All big cloud providers have products that are compatible with Serverless functions. For this deployment, I chose AWS Lambda. Amazon’s documentation will guide you through authenticating your development machine and installing the required tooling.
I copied some code from the examples repo provided by the Serverless
Framework.
After modifying serverless.yml
, it looked like this:
service: polar-flow-to-runkeeper # How the service will be known
frameworkVersion: ">=1.2.0 <2.0.0" # Provided by the example ¯\_(ツ)_/¯
plugins:
- serverless-python-requirements # Makes sure requirements are installed
provider:
name: aws # I use AWS Lambda in this project
runtime: python3.7 # Python >3.6 for the f-strings :-)
memorySize: 256 # Overwrite the default memory size. Default is 1024 (MB).
timeout: 60 # It's important to set this higher than you actually expect
# the function to run (in seconds).
functions:
cron: # 'cron' is the name of the function, you could list more below
handler: handler.run # Path to the function
events:
- schedule: rate(30 minutes) # Run every thirty minutes
# (not a suggested workout schedule)
The pipeline
Syncing is as simple as looping over the entries in Polar Flow and uploading each one to Runkeeper if it doesn’t exist in our list of already uploaded entries. That looks something like this:
# Import statements have been omitted.
# The objects flow and runkeeper are authenticated API clients.
# synced_runs is a list we keep in MongoDB (MLab has a free tier)
year = datetime.datetime.now().year
activities = flow.get('https://flow.polar.com/training/getCalendarEvents',
params={'start': f'01.01.{year}',
'end': f'31.12.{year}'}).json()
activities = filter(lambda x: x['listItemId'] not in synced_runs,
activities)
for activity in activities:
tcx_export = flow.get(
'https://flow.polar.com/api/export/training/tcx/' +
str(activity['listItemId'])
)
response = runkeeper.post(
'https://runkeeper.com/trackMultipleFileUpload',
data={'handleUpload': 'handleUpload'},
files={'trackFiles': ('import.tcx', tcx_export.text,
'application/octet-stream')}
)
synced_runs.append(activity['listItemId'])
# afterwards, synced_runs is put back into the database
Now that everything has been put together, it can be deployed, by typing
serverless deploy
.
Data quality issues with Runkeeper’s importer
Using Runkeeper’s importer unfortunately means you lose some data quality:
-
Looking into the
response
provided by Runkeeper shows lots of activities can’t actually be imported (swimming for example). -
Runkeeper also flattens your heart rate, which sounds really scary, but just means it sets the heart rate to your average across the entire activity.
-
Given the same set of GPS points as Polar Flow, Runkeeper could calculate a different distance.
Final thoughts
Playing around with Serverless is cool if there’s not much at stake. The synchronization of Polar Flow and Runkeeper fits comfortably in Amazon’s free tier. The tooling is intuitive, and there are a lot of provided examples.

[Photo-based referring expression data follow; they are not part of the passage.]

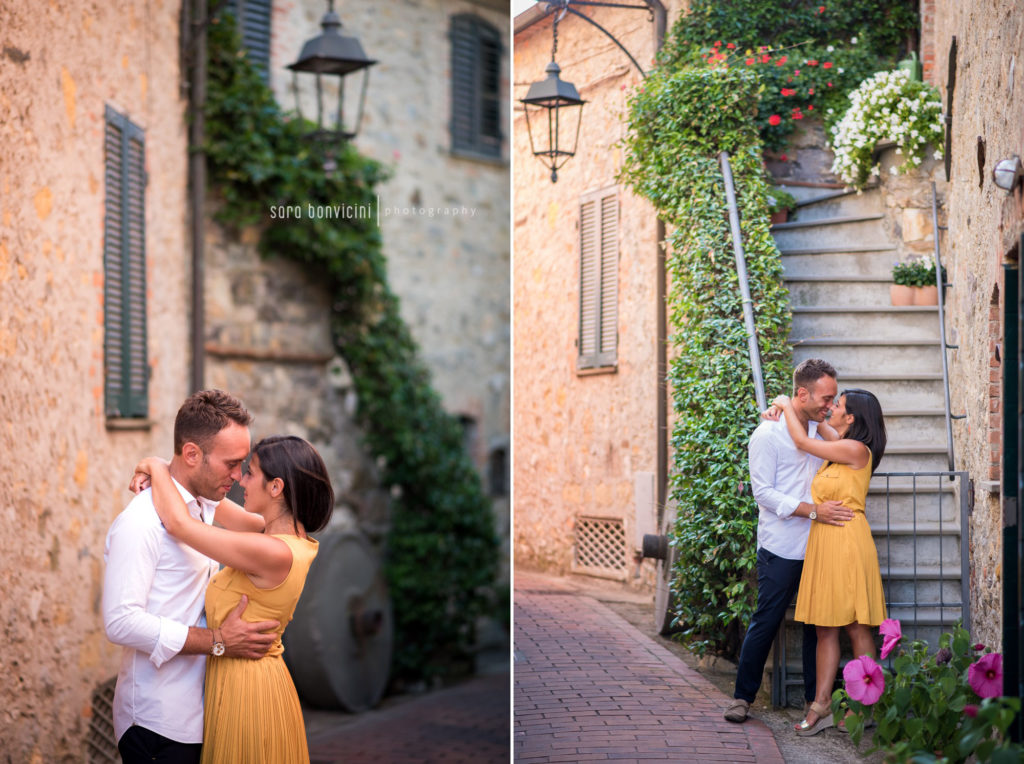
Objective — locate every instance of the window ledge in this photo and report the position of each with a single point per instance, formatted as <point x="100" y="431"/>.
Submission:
<point x="126" y="423"/>
<point x="592" y="371"/>
<point x="488" y="159"/>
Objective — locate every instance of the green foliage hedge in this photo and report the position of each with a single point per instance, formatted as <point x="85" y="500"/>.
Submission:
<point x="442" y="549"/>
<point x="678" y="123"/>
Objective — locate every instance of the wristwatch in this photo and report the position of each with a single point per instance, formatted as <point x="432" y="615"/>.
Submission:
<point x="218" y="644"/>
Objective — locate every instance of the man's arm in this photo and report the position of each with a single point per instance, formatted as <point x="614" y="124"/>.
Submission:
<point x="241" y="638"/>
<point x="764" y="464"/>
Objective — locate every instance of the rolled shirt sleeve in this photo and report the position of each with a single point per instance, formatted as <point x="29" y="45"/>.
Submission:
<point x="132" y="553"/>
<point x="763" y="455"/>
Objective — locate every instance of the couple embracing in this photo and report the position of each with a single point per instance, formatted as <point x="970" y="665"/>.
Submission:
<point x="811" y="461"/>
<point x="202" y="676"/>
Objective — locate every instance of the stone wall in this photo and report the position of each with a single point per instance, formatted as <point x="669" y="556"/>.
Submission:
<point x="65" y="473"/>
<point x="582" y="441"/>
<point x="268" y="342"/>
<point x="444" y="219"/>
<point x="984" y="225"/>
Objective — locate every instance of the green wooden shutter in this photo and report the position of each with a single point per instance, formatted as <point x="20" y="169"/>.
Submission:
<point x="598" y="280"/>
<point x="253" y="22"/>
<point x="126" y="363"/>
<point x="476" y="62"/>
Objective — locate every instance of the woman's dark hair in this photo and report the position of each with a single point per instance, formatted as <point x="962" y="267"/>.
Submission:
<point x="868" y="425"/>
<point x="308" y="494"/>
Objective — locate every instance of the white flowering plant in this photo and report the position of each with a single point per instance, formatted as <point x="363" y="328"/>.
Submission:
<point x="887" y="107"/>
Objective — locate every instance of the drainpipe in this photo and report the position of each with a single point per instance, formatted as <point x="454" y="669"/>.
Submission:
<point x="197" y="173"/>
<point x="662" y="365"/>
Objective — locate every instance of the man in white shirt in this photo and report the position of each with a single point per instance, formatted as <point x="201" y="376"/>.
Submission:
<point x="155" y="590"/>
<point x="780" y="479"/>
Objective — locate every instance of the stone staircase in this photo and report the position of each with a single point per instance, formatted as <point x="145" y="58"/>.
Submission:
<point x="838" y="257"/>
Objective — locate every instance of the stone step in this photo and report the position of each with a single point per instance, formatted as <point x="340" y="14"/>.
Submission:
<point x="913" y="428"/>
<point x="832" y="231"/>
<point x="905" y="549"/>
<point x="914" y="458"/>
<point x="881" y="323"/>
<point x="821" y="203"/>
<point x="861" y="291"/>
<point x="895" y="355"/>
<point x="901" y="510"/>
<point x="900" y="591"/>
<point x="903" y="390"/>
<point x="851" y="261"/>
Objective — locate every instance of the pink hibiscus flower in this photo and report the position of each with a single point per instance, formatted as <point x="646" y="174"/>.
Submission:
<point x="891" y="633"/>
<point x="864" y="680"/>
<point x="985" y="676"/>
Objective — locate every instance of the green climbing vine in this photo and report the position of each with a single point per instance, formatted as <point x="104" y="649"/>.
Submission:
<point x="736" y="77"/>
<point x="442" y="548"/>
<point x="678" y="123"/>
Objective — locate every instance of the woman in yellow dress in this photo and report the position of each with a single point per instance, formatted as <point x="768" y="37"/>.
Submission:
<point x="252" y="712"/>
<point x="841" y="584"/>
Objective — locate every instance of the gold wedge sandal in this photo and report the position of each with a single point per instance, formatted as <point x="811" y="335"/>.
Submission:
<point x="824" y="721"/>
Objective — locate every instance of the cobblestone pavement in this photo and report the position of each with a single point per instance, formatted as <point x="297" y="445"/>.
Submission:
<point x="589" y="686"/>
<point x="464" y="724"/>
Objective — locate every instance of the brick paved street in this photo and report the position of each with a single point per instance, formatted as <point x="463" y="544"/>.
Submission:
<point x="589" y="686"/>
<point x="465" y="724"/>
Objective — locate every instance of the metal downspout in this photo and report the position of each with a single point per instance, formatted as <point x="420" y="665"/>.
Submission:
<point x="662" y="351"/>
<point x="197" y="172"/>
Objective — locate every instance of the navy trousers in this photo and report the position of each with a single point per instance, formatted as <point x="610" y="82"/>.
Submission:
<point x="778" y="580"/>
<point x="139" y="745"/>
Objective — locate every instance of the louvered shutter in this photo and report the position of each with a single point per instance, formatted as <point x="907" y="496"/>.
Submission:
<point x="476" y="61"/>
<point x="126" y="363"/>
<point x="598" y="280"/>
<point x="253" y="22"/>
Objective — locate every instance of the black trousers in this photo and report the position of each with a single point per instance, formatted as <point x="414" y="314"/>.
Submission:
<point x="778" y="580"/>
<point x="141" y="746"/>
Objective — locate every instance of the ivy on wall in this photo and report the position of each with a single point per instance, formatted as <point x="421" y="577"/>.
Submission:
<point x="678" y="122"/>
<point x="442" y="549"/>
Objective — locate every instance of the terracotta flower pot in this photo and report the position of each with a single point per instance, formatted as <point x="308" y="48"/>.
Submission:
<point x="901" y="295"/>
<point x="926" y="295"/>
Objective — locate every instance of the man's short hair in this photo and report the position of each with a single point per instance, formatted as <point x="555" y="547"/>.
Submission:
<point x="811" y="371"/>
<point x="204" y="415"/>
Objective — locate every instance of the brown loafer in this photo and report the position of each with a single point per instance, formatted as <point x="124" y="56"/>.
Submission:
<point x="737" y="711"/>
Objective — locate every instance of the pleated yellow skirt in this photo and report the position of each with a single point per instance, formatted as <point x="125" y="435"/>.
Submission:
<point x="252" y="714"/>
<point x="841" y="583"/>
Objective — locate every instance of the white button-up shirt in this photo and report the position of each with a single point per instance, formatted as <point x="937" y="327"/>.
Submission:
<point x="154" y="590"/>
<point x="780" y="478"/>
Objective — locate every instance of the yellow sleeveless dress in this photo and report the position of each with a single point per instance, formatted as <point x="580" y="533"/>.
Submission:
<point x="841" y="582"/>
<point x="252" y="712"/>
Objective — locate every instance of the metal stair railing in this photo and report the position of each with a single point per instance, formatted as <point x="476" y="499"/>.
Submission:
<point x="945" y="346"/>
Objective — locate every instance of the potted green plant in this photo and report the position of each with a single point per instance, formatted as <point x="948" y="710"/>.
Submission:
<point x="914" y="282"/>
<point x="780" y="204"/>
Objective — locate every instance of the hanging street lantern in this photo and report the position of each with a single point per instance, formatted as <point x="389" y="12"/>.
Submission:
<point x="332" y="54"/>
<point x="550" y="107"/>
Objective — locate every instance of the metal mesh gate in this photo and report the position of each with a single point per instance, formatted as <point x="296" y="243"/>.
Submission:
<point x="100" y="744"/>
<point x="600" y="547"/>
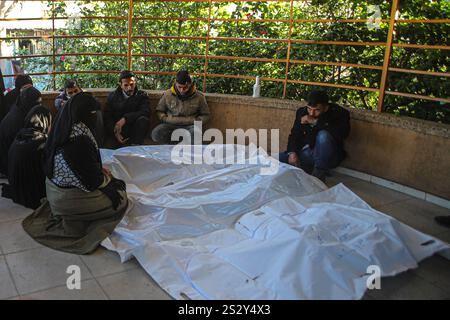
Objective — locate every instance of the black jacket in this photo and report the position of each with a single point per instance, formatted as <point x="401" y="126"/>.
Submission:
<point x="132" y="108"/>
<point x="8" y="101"/>
<point x="336" y="121"/>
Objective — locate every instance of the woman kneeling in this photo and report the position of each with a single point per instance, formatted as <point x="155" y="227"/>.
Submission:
<point x="84" y="201"/>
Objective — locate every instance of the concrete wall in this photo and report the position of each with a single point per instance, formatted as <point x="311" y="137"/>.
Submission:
<point x="408" y="151"/>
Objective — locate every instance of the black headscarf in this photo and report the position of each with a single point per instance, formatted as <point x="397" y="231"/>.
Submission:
<point x="28" y="98"/>
<point x="82" y="107"/>
<point x="37" y="124"/>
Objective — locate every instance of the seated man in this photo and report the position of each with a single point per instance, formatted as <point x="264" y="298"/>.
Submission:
<point x="70" y="88"/>
<point x="127" y="111"/>
<point x="317" y="137"/>
<point x="179" y="107"/>
<point x="21" y="83"/>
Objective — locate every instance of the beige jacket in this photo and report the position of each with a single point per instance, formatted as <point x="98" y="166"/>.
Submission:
<point x="172" y="110"/>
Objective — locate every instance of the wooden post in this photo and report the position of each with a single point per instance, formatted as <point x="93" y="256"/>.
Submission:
<point x="387" y="56"/>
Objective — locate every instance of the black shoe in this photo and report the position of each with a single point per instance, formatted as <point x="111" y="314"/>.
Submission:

An important concern I have, are the costs of using Serverless. It starts out cheap, but Serverless functions have a great potential to become a very expensive hobby when building larger projects: Eventually, you might want Serverless functions that call other Serverless functions. You’ll need a very good overview of your system to avoid infinite or circular loops. The only exit condition might be your credit card bottoming out.